GERAKAN Aceh Merdeka menggunakan bendera perjuangan mereka sebagai lambang partai. Pemerintah Jakarta kebakaran jenggot.

LANGKAHNYA bergegas menuju Suzuki Vitara putih, meninggalkan kantornya yang sepi.

“Maaf, besok saja ya. Semua akan dijelaskan dalam pertemuan dengan pers besok dengan wartawan-wartawan lain,” katanya, Jumat, 13 Juli 2007 lalu.

Lelaki itu bernama Tengku Muhammad Nazar. Tetapi, ia bukan wakil gubernur Aceh. Nama bisa serupa, kerja jelas berbeda.

Dulu ia tak pernah disorot media massa. Tetapi sekarang ia jadi orang penting. Partai GAM memilihnya jadi sekretaris jenderal merangkap juru bicara.

Saya menanyakan padanya tentang sikap pengurus Partai GAM setelah mendapat protes dari Jakarta.

“Saya belum bisa komentar. Saya mau shalat Jumat. Besok saja, jam sembilan. Di kantor ini bersama yang lain.”

Kantor berbentuk rumah toko dua lantai itu diresmikan pada 7 Juli 2007, sepekan sebelum saya menemuinya. Letaknya di Jalan Teungku Imeum Leung Bata Nomor 48, di sebelah toko perabotan rumah tangga.

Upacara peresmian partai GAM dihadiri Muzakkir Manaf, bekas panglima Gerakan Aceh Merdeka atau GAM yang kini menjabat ketua Komite Peralihan Aceh. Selain Muzzakir, sejumlah tokoh GAM juga hadir.

Kain kuning yang menyelubungi papan nama partai pun dibuka.

Namun tiga jam setelah acara, kepala Kepolisian Kota Besar Banda Aceh Komisaris Besar Zulkarnain memaksa agar papan nama partai itu ditutup kembali. Alasannya lambang tersebut merupakan simbol perjuangan militer dan tidak sesuai dengan Kesepakatan Helsinki.

”Kita minta papan nama ini diturunkan atau setidaknya ditutup sebelum adanya legalitas dari Departemen Hukum dan HAM (Hak Asasi Manusia). Karena lambang itu selama ini dimaknai sebagai simbol perjuangan,” kata Zulkarnain kepada kantor berita Antara pada 7 Juli 2007.

Papan nama partai itu akhirnya kembali diselubungi kain kuning.

Sepekan setelah itu beberapa wartawan, termasuk saya, mendatangi kantor tersebut. Namun, Nazar batal memberikan keterangan kepada wartawan. Selebaran permohonan maaf berkepala surat Partai GAM dibagikan kepada wartawan.

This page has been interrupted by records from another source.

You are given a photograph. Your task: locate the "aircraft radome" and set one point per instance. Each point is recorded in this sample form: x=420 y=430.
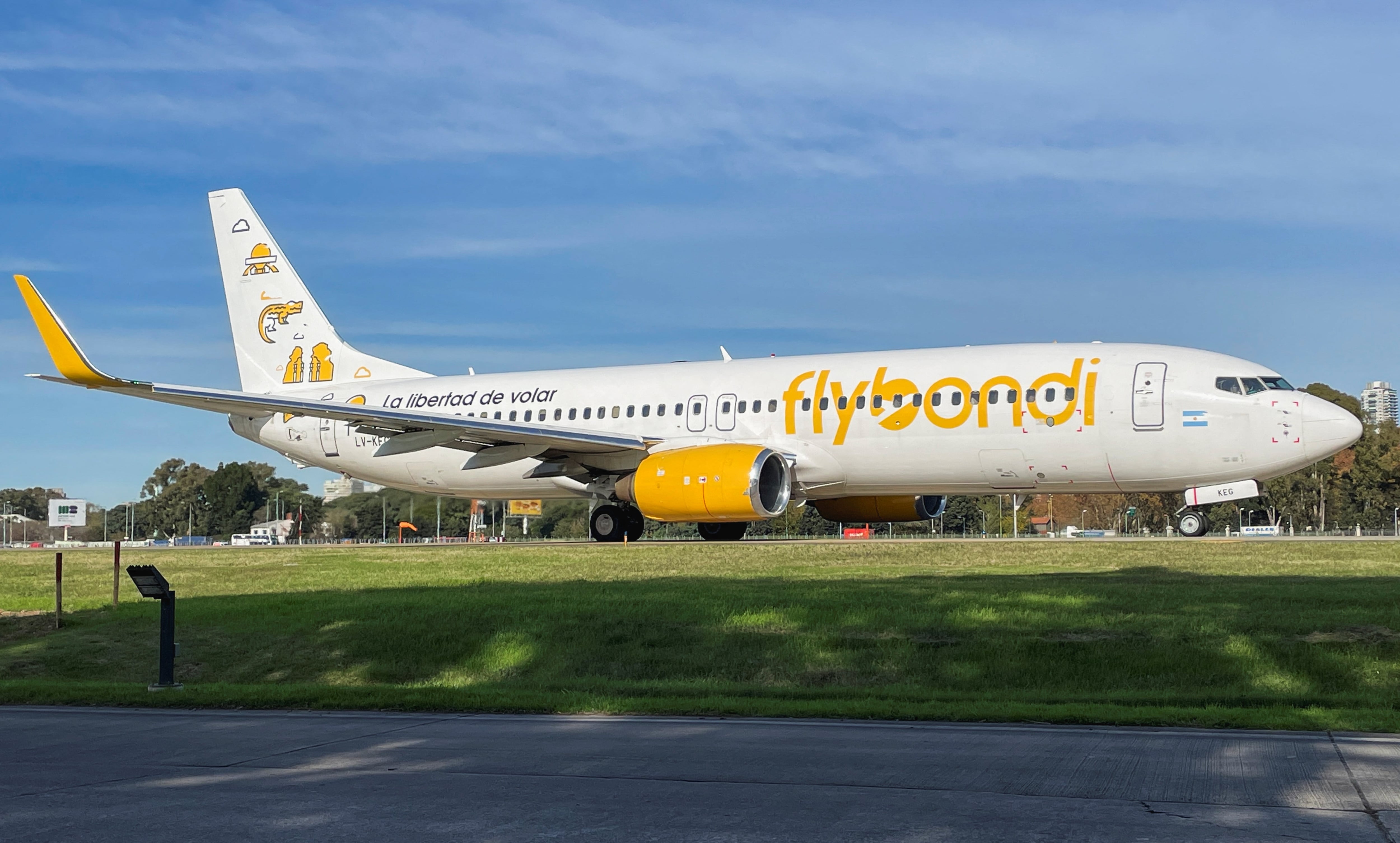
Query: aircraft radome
x=878 y=436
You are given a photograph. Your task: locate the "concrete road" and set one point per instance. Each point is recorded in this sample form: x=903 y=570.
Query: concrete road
x=145 y=775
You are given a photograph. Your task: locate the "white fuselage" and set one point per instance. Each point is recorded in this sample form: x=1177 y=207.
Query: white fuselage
x=1123 y=418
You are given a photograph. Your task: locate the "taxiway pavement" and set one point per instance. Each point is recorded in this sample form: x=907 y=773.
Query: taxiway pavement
x=180 y=775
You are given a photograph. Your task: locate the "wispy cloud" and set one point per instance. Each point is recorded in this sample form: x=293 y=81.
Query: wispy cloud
x=1195 y=94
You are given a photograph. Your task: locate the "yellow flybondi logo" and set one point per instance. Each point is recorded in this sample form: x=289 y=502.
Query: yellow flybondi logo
x=1051 y=400
x=275 y=316
x=261 y=261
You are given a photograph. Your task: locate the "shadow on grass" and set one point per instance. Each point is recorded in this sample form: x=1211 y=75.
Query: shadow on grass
x=1139 y=639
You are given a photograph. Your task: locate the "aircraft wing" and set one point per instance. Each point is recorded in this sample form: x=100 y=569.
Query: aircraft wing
x=436 y=429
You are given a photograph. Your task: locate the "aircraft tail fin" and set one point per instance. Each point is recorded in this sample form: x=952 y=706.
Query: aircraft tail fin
x=282 y=338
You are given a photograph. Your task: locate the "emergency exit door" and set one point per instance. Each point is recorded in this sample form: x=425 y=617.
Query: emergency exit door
x=1149 y=395
x=696 y=409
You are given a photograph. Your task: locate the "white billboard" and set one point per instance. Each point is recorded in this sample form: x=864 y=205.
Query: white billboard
x=68 y=513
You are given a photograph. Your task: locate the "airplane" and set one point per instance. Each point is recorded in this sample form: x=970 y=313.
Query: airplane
x=873 y=436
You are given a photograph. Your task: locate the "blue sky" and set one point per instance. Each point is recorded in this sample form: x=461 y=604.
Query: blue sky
x=558 y=184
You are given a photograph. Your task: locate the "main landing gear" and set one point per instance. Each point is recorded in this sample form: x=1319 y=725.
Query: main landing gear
x=611 y=523
x=727 y=531
x=1193 y=524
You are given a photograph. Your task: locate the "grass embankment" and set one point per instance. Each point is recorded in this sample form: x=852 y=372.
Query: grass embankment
x=1290 y=635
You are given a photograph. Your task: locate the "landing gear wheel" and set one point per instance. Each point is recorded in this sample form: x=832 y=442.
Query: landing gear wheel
x=729 y=531
x=635 y=524
x=608 y=523
x=1193 y=524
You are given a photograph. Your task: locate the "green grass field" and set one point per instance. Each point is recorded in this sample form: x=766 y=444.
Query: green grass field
x=1270 y=635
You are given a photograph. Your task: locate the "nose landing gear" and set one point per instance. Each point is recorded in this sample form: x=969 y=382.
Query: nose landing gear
x=1193 y=524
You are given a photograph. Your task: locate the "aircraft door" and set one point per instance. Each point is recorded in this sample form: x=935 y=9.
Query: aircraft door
x=328 y=437
x=1149 y=395
x=724 y=412
x=696 y=409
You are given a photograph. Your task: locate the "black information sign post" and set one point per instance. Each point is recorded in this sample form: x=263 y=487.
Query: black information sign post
x=150 y=583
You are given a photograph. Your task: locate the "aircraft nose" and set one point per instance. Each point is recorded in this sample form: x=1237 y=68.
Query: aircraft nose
x=1328 y=428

“Berhubung sampai dengan pukul 22.00, Sekjen Partai GAM belum berada di Banda Aceh, acara jumpa pers/pemberian keterangan tidak dapat dilaksanakan sampai dengan pemberitahuan selanjutnya,” demikian bunyi surat edaran tersebut.

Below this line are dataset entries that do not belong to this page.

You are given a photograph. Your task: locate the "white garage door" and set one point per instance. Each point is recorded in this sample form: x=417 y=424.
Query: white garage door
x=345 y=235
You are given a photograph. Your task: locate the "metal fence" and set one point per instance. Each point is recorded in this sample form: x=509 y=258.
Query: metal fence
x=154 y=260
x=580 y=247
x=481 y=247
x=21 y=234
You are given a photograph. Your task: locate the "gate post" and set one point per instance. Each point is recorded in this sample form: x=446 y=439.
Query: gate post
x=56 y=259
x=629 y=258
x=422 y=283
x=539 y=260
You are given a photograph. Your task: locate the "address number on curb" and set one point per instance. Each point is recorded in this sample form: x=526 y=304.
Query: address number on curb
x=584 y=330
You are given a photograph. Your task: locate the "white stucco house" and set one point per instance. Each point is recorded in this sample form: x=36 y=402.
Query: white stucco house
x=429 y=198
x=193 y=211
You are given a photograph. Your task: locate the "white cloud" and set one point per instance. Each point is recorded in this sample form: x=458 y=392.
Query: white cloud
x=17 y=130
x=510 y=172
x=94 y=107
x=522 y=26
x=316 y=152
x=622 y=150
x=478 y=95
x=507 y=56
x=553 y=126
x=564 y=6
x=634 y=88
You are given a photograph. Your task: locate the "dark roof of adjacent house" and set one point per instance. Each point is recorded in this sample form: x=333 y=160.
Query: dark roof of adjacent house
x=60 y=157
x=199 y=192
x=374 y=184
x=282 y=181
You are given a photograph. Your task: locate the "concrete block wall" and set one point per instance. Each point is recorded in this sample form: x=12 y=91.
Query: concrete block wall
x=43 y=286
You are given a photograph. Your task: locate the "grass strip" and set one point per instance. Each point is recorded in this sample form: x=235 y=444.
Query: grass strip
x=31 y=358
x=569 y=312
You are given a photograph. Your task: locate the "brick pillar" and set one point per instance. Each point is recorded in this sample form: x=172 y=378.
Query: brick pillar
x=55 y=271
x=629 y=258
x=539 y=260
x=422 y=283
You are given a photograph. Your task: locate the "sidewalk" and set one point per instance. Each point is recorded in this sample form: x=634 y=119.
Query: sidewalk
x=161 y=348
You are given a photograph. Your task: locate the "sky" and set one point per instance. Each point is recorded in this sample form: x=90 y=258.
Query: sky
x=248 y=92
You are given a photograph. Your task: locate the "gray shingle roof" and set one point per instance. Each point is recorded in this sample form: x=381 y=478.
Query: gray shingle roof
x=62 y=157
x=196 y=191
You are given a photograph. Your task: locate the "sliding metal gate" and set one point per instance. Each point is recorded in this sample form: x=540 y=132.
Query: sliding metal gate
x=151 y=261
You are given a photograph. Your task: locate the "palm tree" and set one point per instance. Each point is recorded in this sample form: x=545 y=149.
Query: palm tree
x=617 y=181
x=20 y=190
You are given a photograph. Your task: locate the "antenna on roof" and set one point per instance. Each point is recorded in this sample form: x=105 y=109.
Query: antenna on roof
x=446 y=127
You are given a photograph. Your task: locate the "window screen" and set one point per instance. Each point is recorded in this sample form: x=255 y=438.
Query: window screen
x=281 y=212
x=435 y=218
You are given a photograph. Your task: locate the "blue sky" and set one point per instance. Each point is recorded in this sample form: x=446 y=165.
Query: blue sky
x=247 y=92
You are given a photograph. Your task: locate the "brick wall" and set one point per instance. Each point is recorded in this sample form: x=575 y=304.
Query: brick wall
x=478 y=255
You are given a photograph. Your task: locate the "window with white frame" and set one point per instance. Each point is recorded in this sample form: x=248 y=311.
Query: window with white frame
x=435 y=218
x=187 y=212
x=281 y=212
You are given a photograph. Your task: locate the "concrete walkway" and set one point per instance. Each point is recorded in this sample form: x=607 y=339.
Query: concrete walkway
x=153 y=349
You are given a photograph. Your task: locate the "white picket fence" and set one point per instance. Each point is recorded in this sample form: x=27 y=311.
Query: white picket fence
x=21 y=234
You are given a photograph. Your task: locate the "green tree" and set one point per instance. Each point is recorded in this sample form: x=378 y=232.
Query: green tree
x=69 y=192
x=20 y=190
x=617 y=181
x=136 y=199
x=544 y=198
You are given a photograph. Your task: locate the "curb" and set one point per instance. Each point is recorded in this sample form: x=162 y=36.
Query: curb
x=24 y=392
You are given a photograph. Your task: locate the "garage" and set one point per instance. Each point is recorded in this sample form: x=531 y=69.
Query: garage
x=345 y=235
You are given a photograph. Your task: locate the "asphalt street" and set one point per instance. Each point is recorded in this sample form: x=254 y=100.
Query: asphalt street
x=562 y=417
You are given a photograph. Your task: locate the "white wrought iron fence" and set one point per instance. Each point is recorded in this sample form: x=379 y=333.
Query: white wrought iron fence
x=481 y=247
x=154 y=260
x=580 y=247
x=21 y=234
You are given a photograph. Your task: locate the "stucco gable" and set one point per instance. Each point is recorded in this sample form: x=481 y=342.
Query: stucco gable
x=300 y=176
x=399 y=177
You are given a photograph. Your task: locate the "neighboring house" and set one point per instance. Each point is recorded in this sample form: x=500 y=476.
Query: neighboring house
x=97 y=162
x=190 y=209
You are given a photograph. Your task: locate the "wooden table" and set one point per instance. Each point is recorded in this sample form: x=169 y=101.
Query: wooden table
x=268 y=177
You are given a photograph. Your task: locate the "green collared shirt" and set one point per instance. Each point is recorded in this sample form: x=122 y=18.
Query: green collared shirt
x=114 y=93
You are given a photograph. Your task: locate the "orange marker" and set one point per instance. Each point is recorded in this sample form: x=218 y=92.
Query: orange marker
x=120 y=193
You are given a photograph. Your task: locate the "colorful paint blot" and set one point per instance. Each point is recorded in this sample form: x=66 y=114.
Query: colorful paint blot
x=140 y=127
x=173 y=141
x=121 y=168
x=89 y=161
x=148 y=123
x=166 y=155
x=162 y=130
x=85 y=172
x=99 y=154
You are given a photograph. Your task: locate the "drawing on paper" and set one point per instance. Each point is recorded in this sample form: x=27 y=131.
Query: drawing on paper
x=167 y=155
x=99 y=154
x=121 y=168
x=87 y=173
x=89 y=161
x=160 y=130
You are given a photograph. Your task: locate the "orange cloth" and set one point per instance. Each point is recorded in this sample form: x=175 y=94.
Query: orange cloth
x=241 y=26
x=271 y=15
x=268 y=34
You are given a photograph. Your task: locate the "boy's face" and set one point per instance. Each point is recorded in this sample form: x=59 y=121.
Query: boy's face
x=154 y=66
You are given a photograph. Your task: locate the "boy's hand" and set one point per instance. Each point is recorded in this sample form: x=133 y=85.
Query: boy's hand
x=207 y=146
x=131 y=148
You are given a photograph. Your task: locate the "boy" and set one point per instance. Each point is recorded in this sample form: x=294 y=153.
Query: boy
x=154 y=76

JAKARTA seperti tak mau kecolongan ketiga kali. Bendera Benang Raja milik Republik Maluku Selatan bahkan dikibarkan di hadapan Presiden Susilo Bambang Yudhoyono ketika ia berkunjung ke Ambon belum lama ini. Bendera Bintang Kejora milik Organisasi Papua Merdeka berkibar dalam aksi menuntut referendum bagi rakyat Papua. Pejabat dan militer saling menyalahkan. Media massa ikut ramai karenanya. Rupanya api perlawanan di timur Indonesia belum padam.

Tetapi di barat Indonesia, GAM punya alasan sendiri. Latar belakang gerakan ini mendirikan partai politik lokal justru berpedoman pada butir-butir Kesepakatan Helsinki yang ditandatangani GAM dan pemerintah Indonesia pada Agustus 2005. Pemerintah Indonesia, sebagaimana disebut dalam butir 1.2.1 perjanjian ini, menyepakati dan akan memfasilitasi partai-partai politik yang berbasis di Aceh yang memenuhi persyaratan nasional.

Pembentukan partai politik lokal di Aceh juga diatur dalam Bab XI Undang-Undang Nomor 11 Tahun 2006 tentang Pemerintahan Aceh. Undang-undang ini termasuk salah satu amanat Kesepakatan Helsinki.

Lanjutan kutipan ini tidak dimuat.